Теперь их дыхание сливалось в тихом морозном воздухе.
– Но я тебе этого не рассказывала. Я не говорила об этом. Ни с кем.
– Почему?
– Потому что в то время ты была беременна. Потому что я не хотела тебя расстраивать. Потому что мне было стыдно.
Плечи Кейт поникли.
– Ты должна была мне рассказать, – хрипло произнесла она.
– Нет, – ответила Ханна. – Ты должна была спросить.
Когда они приехали в отель, было уже поздно. Комната оказалась меньше, чем казалась на картинке.
– А где ванная комната? – спросил Нэйтан.
– Мне достался последний номер, здесь смежная ванная, – устало ответила она. – Думаю, она дальше по коридору.
Ей было холодно. Там, на мостике, она прилично промерзла.
Он кивнул и пошел к сумкам.
– Ты помнишь, куда положила мою зубную щетку?
– Держи, – протянула Ханна.
Когда он ушел, она устало опустилась в кресло. Из зеркала на нее смотрело ее отражение. Дурацкое платье, смазанный макияж. Все испорчено. Все кончено. Все абсурдно.
Утром за дверью оставили два подноса с завтраком. Она принесла их и поставила на стол. Он сидел на кровати, натягивая джинсы.
– Я выйду на улицу, – сказал он. Когда он возвратился, от него пахло сигаретами.
Ханна, разозлившись на все, позвонила в ресторан и отменила заказ на обед.
Все, обеда не будет. Не будет устриц и свежеиспеченного горячего хлеба, не будет ягненка из Эйлсбери. Не будет ребенка. Она убивает детей до их рождения. Нэйтан к ней не прикоснулся. Она даже была ему за это благодарна. Ей казалось, что она как будто разбилась на мелкие кусочки изнутри и только тонкая кожа держит все это вместе. Словно коснись ее – и она может рассыпаться так, что не собрать.
Они шли по пляжу, не касаясь друг друга, не разговаривая. Молча смотрели на бурлящее море, потом сели в машину и поехали в Лондон. Всю дорогу Ханна делала вид, что спит. Сдав арендованную машину, на автобусе добрались до Хакни.
Они поднялись в квартиру. Нэйтан стал собирать вещи.
Лисса
Последний выход.
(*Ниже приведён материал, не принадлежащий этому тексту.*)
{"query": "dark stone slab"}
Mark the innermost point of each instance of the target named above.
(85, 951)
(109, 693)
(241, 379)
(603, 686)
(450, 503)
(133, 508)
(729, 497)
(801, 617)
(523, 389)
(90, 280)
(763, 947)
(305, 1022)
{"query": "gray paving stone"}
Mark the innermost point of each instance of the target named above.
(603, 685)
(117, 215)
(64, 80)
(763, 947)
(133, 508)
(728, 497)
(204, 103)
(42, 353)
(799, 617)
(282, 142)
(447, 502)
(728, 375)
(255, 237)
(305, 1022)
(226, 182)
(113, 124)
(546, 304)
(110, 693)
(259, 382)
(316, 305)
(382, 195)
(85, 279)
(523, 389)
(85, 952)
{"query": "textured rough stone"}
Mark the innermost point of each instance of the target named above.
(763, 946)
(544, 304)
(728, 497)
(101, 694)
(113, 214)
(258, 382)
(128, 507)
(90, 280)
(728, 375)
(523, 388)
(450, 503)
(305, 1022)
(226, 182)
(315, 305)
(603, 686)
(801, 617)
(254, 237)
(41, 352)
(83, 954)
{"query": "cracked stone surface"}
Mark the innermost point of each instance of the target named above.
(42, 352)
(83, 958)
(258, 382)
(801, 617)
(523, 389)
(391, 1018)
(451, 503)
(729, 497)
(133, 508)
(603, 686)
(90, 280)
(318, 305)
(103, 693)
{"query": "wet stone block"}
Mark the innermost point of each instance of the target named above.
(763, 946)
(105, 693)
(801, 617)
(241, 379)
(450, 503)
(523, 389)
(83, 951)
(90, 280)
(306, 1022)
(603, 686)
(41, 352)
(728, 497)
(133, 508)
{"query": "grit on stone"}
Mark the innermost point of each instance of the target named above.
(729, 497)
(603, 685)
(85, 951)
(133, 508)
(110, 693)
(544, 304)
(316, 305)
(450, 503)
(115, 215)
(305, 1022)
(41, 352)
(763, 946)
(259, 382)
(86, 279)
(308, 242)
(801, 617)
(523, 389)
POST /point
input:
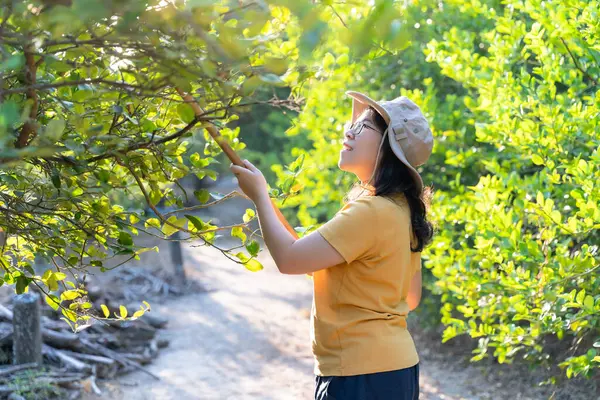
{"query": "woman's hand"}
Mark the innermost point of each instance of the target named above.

Пьеса «летала». Лисса никогда не чувствовала себя на сцене так свободно – словно плывет по воздуху и слова всплывают в ней, как будто ее собственные.
«В ваших жилах течет русалочья кровь, будьте же русалкой! – говорит ей Ваня. – Дайте себе волю хоть раз в жизни».
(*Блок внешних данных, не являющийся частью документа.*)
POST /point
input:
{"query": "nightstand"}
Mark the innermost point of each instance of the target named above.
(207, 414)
Сойдя со сцены после своего последнего выхода, она поняла, что совершенно не думает о зрителях, полностью сосредоточившись на других актерах, выйдя за пределы себя. Она не вспоминала о Нэйтане полтора часа. Когда они вышли на поклон, Джонни повернулся к ней и поприветствовал легким кивком. За кулисами он старомодно поцеловал ей руку.
– Ты была великолепна, – сказал он.
– Ты тоже.
Он склонил голову набок.
– Мы должны за это выпить, – сказал Джонни, все еще держа ее руку. – Ты и я.
Она поспешила в гримерную, чувствуя, что счастлива, что сегодня ночью что-то завершилось, она получила ответ на вопрос, которым задавалась в юности. Что она может играть. Что это того стоит. Что она не пребывала в иллюзиях, не была глупой.
Когда она начала раздеваться, пришло сообщение от Нэйтана: «Я здесь».